Getting started with Fermat
Contents
Getting started with Fermat#
Here we introduce the basic concepts in order to compute Fermat distance using the fermat package. The systax of fermat follows the convention of sklearn. In order to ilustrate the use of the Fermat distance for clustering, we are going to construct a systhetic data set and perform K-Medoids on it to estimate the clusters.
import numpy as np
from scipy.spatial import distance_matrix
#from sklearn.manifold import TSNE
import matplotlib.pyplot as plt
#from generate_data import generate_swiss_roll
#import os
#import sys
#sys.path.append(os.path.dirname(get_ipython().starting_dir))
For instructions of how to install Fermat, please refer to INSTALLATION
If you need further explanations of how to use the package, you can check on the documentation or use the help(Fermat) for it
from fermat import Fermat
Data generation#
We first generate the Swiss Roll data set by sampling a distribution in two dimensions and then embedding it in three dimensions.
oscilations = 15
a = 3
n = 500
mean1 = [0.3, 0.3]
mean2 = [0.3, 0.7]
mean3 = [0.7, 0.3]
mean4 = [0.7, 0.7]
cov = [[0.01, 0], [0, 0.01]]
x1 = np.random.multivariate_normal(mean1, cov, n)
x2 = np.random.multivariate_normal(mean2, cov, n)
x3 = np.random.multivariate_normal(mean3, cov, n)
x4 = np.random.multivariate_normal(mean4, cov, n)
xx = np.concatenate((x1, x2, x3, x4), axis=0)
labels = [0] * n + [1] * n + [2] * n + [3] * n
X = np.zeros((xx.shape[0], 3))
for i in range(X.shape[0]):
x, y = xx[i, 0], xx[i, 1]
X[i, 0] = x * np.cos(oscilations * x)
X[i, 1] = a * y
X[i, 2] = x * np.sin(oscilations * x)
#X, labels = generate_swiss_roll(oscilations = 15, a = 3, n = 250)
#print('Data dimension:{}'.format(data.shape))
Visualize the data
from mpl_toolkits.mplot3d import Axes3D
fig = plt.figure(figsize=(8, 8))
ax = fig.add_subplot(111, projection='3d')
ax.view_init(10, 80)
ax.set_axis_off()
ax.scatter(xs=X[:,0], ys=X[:,1], zs=X[:,2], c=labels, s=10)
plt.title('Swiss Roll Normals dataset \n N=%s'%(X.shape[0]))
plt.show()
First, we compute the Euclidean distances between points in the data set
distances = distance_matrix(X, X)
Computing Fermat-Distances#
The Fermat distance is computed based on certain parameters that we can customized.
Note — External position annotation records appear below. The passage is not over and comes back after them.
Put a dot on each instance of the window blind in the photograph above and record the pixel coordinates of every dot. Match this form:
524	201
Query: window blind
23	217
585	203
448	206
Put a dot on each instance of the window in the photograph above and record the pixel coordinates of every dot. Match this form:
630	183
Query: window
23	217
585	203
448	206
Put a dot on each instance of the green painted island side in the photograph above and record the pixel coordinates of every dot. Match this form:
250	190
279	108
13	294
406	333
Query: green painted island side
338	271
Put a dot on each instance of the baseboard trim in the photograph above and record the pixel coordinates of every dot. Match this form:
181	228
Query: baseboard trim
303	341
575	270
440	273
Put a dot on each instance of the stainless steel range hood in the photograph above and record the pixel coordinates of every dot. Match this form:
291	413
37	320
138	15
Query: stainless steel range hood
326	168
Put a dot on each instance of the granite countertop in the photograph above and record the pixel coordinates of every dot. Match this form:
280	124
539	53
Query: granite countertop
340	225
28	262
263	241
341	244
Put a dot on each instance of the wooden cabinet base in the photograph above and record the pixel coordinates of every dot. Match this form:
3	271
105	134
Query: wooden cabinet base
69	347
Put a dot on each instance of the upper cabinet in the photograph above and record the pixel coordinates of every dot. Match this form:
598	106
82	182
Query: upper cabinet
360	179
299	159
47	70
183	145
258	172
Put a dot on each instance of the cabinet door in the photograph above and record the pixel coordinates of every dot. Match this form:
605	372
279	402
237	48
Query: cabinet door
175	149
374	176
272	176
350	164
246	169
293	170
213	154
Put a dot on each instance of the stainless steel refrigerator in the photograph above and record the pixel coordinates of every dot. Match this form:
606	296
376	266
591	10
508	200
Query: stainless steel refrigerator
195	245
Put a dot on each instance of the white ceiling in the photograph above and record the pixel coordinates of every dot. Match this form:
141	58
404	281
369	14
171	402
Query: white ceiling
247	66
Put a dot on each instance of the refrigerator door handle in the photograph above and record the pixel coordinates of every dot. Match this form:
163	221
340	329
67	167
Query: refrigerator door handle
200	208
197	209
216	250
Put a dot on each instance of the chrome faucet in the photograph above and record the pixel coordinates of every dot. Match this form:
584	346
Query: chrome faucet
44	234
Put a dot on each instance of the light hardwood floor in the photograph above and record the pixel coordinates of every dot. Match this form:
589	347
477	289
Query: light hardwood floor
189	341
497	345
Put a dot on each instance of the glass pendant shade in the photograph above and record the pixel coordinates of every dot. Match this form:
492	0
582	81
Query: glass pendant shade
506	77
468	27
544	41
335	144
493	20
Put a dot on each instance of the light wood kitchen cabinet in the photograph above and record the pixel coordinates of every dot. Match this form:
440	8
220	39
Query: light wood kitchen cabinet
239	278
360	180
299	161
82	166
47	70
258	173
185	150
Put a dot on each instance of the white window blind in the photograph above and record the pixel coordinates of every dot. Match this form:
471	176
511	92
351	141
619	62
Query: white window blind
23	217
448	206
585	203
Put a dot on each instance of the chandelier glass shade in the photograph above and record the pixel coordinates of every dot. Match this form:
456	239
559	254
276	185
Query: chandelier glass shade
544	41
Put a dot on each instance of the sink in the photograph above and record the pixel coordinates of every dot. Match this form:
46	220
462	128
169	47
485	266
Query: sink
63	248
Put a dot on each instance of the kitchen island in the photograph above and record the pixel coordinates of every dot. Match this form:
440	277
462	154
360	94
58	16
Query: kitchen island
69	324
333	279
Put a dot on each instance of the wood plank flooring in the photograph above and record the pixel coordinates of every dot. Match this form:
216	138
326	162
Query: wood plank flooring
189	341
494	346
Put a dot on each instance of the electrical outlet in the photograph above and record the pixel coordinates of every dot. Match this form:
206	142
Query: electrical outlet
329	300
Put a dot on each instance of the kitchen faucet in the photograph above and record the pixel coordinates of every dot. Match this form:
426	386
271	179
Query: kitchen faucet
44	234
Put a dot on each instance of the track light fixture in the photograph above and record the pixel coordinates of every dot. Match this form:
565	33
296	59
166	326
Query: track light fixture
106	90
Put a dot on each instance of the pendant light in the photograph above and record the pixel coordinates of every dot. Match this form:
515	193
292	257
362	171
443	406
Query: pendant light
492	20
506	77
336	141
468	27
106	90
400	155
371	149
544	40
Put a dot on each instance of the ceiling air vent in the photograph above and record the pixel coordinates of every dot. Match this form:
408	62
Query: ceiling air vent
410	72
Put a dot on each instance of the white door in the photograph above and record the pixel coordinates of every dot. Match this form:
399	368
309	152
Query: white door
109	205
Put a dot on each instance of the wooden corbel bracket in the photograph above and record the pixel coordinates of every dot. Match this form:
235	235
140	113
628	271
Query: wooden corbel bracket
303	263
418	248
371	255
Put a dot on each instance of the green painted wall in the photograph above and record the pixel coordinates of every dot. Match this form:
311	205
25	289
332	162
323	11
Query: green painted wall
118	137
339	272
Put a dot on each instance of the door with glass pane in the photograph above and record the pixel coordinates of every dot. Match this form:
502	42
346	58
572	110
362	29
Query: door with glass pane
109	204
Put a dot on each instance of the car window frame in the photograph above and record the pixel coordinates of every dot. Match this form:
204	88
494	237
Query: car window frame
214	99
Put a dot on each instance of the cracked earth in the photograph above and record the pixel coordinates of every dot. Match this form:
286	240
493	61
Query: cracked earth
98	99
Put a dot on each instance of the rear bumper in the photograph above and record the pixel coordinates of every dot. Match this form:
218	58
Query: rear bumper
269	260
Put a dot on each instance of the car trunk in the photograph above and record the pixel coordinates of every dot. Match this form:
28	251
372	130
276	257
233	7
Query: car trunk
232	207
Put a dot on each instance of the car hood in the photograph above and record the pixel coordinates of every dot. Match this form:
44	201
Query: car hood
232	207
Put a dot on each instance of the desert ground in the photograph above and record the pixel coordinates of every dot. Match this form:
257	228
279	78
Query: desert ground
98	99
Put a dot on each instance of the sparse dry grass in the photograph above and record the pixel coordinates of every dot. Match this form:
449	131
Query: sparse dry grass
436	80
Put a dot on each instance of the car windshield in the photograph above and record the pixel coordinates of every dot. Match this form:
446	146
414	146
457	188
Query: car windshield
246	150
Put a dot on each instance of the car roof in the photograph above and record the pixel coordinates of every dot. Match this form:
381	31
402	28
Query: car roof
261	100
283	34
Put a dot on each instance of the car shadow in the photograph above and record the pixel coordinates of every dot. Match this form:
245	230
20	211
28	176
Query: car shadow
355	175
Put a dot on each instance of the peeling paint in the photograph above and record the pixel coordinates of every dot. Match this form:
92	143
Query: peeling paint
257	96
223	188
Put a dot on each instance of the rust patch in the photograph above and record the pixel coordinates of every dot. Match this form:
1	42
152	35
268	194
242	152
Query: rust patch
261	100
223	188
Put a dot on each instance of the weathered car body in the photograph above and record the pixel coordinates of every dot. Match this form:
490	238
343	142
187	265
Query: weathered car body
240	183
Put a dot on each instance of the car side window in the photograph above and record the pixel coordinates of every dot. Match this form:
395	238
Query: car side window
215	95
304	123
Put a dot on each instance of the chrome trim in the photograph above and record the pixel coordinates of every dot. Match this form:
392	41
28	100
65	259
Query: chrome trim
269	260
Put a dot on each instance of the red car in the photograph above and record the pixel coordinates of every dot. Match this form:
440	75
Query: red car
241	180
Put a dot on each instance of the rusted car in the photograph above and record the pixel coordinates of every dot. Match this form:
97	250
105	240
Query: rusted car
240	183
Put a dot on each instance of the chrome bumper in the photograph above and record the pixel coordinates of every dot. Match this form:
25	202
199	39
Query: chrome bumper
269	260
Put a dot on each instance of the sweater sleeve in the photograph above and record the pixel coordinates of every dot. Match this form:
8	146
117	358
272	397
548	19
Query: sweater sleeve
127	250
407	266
The most important one is alpha, which indicates the power of the Euclidean distance we use as weight when computing the minimal path.
alpha = 3
Exact method: computes all the pairwise Fermat distances in an exact way#
This methods computes the exact Fermat distance by calculating the shortness path of the fully connected graph. For this, we use the Floyd-Warshall algorithm.
%%time
# Initialize the model
f_exact = Fermat(alpha = alpha, path_method='FW')
# Fit the model
f_exact.fit(distances)
CPU times: user 7.81 s, sys: 72.3 ms, total: 7.88 s
Wall time: 7.9 s
Fermat(alpha=3, path_method='FW')In a Jupyter environment, please rerun this cell to show the HTML representation or trust the notebook.
On GitHub, the HTML representation is unable to render, please try loading this page with nbviewer.org.
Fermat(alpha=3, path_method='FW')
We can now access the distance between each pair of points
f_exact.get_distance(0,1)
0.0008847103500690737
and also the full distance matrix:
fermat_dist_exact = f_exact.get_distances()
fermat_dist_exact.shape
(2000, 2000)
Aproximate method 1: using k-nearest neighbours#
Since consecutive points of the Fermat distance tend to be close to each other, we can estimate the Fermat distance by restricting the shortness path to be included in the k-nearest neighbours graph. Using Dijkstra algorithm, we can reduce the total cost of computing the Fermat distance for this case.
%%time
k = 20
# Initialize Fermat model
f_aprox_D = Fermat(alpha, path_method='D', k=k)
# Fit
f_aprox_D.fit(distances)
CPU times: user 2.42 s, sys: 21.5 ms, total: 2.44 s
Wall time: 2.44 s
Fermat(alpha=3, k=20, path_method='D')In a Jupyter environment, please rerun this cell to show the HTML representation or trust the notebook.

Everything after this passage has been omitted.